Maritrema is a genus of trematodes (flukes) in the family Microphallidae, although some have suggested its placement in the separate family Maritrematidae. It was first described by Nikoll in 1907 from birds in Britain. Species of the genus usually infect birds, but several have switched hosts and are found in mammals, such as the marsh rice rat. Several species use the fiddler crab Uca pugilator as an intermediate host.

Species include:
Maritrema acadiae (Swales, 1933)
Maritrema arenaria Hadley and Castle, 1940
Maritrema bonaerensis Etchegoin and Martorelli, 1997
Maritrema carpathica Matskasi, 1984
Maritrema chiriacae Deblock, 1975
Maritrema feliui Gracenea, Montoliu and Deblock, 1993
Maritrema gratiosum Nikoll, 1907
Maritrema heardi (Kinsella and Deblock, 1994)

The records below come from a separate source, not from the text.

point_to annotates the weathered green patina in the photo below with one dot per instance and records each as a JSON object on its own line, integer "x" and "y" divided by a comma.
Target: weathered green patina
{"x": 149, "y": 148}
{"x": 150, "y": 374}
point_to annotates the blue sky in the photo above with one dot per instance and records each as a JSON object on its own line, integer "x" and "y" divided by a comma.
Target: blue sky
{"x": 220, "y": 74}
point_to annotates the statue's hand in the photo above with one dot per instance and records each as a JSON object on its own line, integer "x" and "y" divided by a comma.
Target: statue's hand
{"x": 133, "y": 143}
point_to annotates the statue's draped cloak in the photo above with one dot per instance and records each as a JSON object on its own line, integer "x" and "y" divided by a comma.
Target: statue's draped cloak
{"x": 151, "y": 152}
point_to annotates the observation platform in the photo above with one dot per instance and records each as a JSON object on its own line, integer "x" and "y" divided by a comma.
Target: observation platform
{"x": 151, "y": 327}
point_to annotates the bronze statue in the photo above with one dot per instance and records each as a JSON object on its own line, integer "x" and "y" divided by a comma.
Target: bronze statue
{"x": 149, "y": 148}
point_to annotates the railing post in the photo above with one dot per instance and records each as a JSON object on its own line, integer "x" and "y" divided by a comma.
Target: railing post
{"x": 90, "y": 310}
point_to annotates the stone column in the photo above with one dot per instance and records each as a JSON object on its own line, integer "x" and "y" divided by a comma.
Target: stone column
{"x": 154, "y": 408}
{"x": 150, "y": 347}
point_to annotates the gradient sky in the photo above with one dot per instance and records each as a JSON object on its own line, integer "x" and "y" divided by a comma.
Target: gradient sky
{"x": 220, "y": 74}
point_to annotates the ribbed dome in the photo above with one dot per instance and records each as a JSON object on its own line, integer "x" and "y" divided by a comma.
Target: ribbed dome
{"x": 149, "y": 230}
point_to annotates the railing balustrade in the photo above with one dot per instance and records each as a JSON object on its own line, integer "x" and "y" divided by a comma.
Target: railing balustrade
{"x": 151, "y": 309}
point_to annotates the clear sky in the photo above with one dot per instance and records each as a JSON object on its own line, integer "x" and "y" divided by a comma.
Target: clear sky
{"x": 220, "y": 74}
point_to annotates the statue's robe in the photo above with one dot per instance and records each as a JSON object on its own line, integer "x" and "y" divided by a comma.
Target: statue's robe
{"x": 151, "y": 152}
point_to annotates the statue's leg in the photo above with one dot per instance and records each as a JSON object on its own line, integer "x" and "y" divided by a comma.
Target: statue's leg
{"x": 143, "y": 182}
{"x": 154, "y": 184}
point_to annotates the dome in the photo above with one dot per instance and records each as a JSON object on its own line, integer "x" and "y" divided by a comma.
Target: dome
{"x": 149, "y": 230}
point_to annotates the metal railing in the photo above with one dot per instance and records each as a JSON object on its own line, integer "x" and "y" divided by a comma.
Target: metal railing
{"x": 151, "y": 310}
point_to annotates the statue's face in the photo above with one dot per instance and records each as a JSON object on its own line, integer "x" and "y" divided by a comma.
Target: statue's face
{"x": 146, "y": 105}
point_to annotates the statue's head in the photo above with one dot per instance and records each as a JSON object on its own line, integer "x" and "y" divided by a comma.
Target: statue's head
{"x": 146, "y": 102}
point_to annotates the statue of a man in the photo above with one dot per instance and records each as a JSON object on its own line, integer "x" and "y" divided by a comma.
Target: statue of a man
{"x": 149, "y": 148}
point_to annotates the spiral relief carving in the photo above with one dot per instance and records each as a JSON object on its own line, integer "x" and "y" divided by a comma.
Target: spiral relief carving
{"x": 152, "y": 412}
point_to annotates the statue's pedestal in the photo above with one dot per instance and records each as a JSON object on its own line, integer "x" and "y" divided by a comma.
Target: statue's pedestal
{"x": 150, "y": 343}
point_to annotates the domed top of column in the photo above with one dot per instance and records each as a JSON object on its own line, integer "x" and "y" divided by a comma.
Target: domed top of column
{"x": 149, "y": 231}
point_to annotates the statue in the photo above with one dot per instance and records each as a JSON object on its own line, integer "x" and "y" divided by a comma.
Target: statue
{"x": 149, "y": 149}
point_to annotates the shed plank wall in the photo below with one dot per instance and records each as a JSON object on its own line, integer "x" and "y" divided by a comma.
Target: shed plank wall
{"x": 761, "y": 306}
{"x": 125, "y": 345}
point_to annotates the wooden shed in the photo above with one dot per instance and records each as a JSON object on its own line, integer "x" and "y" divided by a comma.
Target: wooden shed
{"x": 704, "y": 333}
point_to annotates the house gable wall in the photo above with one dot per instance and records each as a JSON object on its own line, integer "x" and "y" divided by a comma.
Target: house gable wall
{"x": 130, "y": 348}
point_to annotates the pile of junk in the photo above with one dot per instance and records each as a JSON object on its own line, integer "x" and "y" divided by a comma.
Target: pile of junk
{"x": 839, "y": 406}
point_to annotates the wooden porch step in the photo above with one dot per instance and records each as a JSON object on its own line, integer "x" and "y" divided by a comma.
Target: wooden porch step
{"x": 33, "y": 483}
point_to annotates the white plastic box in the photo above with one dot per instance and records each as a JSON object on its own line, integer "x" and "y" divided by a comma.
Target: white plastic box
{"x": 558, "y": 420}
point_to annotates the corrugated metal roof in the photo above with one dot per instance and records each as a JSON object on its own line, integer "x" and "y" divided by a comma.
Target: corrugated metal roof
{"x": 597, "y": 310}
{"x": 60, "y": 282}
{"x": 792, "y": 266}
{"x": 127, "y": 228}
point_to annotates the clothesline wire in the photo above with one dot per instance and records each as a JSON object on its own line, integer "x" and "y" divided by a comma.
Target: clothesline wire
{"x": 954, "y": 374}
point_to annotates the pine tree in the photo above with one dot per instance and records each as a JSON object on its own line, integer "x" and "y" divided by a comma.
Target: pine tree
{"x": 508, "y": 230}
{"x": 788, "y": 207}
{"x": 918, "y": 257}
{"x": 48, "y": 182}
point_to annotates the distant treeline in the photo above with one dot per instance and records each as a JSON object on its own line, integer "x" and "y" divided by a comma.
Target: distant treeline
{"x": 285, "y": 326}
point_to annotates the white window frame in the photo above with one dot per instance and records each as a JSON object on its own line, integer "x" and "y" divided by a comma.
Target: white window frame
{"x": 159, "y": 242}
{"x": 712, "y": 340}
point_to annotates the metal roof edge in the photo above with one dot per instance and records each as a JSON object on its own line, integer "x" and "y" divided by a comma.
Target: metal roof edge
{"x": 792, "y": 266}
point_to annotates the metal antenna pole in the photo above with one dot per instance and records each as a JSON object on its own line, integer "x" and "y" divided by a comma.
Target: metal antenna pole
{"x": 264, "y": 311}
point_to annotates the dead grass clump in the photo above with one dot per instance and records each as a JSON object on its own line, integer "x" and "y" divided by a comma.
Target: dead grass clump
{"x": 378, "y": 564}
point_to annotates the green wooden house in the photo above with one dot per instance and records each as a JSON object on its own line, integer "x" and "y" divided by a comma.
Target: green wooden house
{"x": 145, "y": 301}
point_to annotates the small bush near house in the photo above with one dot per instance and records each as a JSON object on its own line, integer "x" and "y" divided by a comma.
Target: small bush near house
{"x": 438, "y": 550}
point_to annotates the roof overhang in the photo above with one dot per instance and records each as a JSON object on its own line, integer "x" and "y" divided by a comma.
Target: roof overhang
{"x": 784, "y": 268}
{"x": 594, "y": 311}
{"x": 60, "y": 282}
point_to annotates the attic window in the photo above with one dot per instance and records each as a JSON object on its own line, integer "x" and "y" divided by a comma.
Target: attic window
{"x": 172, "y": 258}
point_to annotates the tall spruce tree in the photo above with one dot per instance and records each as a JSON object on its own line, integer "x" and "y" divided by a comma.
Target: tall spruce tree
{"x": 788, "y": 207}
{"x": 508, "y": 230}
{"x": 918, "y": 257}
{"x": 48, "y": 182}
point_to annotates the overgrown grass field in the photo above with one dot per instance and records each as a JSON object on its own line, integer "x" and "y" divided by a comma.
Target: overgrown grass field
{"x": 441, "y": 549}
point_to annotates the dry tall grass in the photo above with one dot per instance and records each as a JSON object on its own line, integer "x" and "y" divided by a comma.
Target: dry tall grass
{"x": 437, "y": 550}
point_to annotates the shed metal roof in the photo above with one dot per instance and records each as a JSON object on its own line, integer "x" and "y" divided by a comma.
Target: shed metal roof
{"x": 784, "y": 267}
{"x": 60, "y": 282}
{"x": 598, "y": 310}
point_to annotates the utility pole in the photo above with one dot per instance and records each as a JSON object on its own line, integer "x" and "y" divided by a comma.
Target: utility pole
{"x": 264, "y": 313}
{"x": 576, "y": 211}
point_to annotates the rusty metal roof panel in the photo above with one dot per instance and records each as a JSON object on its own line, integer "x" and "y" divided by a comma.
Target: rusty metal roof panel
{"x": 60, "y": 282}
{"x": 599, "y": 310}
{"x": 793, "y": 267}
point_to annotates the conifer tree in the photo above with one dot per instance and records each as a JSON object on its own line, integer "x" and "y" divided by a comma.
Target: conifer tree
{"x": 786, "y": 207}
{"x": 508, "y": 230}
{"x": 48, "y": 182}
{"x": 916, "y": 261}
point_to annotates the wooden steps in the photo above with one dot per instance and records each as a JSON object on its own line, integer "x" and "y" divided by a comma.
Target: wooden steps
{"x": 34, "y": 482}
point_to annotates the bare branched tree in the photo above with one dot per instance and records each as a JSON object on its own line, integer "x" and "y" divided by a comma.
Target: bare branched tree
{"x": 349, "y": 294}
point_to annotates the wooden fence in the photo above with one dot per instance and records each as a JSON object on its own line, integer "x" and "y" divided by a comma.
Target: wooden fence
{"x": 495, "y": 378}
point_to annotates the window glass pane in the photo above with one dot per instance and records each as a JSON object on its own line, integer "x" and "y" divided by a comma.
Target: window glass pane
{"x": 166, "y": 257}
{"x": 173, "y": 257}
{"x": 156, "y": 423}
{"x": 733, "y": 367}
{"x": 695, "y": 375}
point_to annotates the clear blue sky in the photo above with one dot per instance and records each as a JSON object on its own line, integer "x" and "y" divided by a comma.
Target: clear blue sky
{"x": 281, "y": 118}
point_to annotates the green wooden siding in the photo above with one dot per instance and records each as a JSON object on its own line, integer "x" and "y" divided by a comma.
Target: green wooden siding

Maritrema humile Nikoll, 1907
Maritrema lepidum Nikoll, 1907
Maritrema majestova Ke, 1976
Maritrema neomi Tkoch, 1998
Maritrema oocysta Lebour, 1907
Maritrema paracadiae Ching, 1974
Maritrema prosthometra Deblock and Heard, 1969
Maritrema pulcherrima Travassos, 1928
Maritrema pyrenaica Deblock and Combes, 1965
Maritrema subdolum Jägerskiöld, 1909
Maritrema Poulini 
Maritrema novaezealandense 
An undescribed species, "Maritrema sp. I", is known from clapper rails (Rallus crepitans) and marsh rice rats (Oryzomys palustris) in the eastern United States. M. heardi was placed in a separate genus Floridatrema upon its description in 1994 on the basis of a morphological difference, but was reassigned to Maritrema in 2005, as molecular data indicated that Maritrema would be paraphyletic without the inclusion of the species.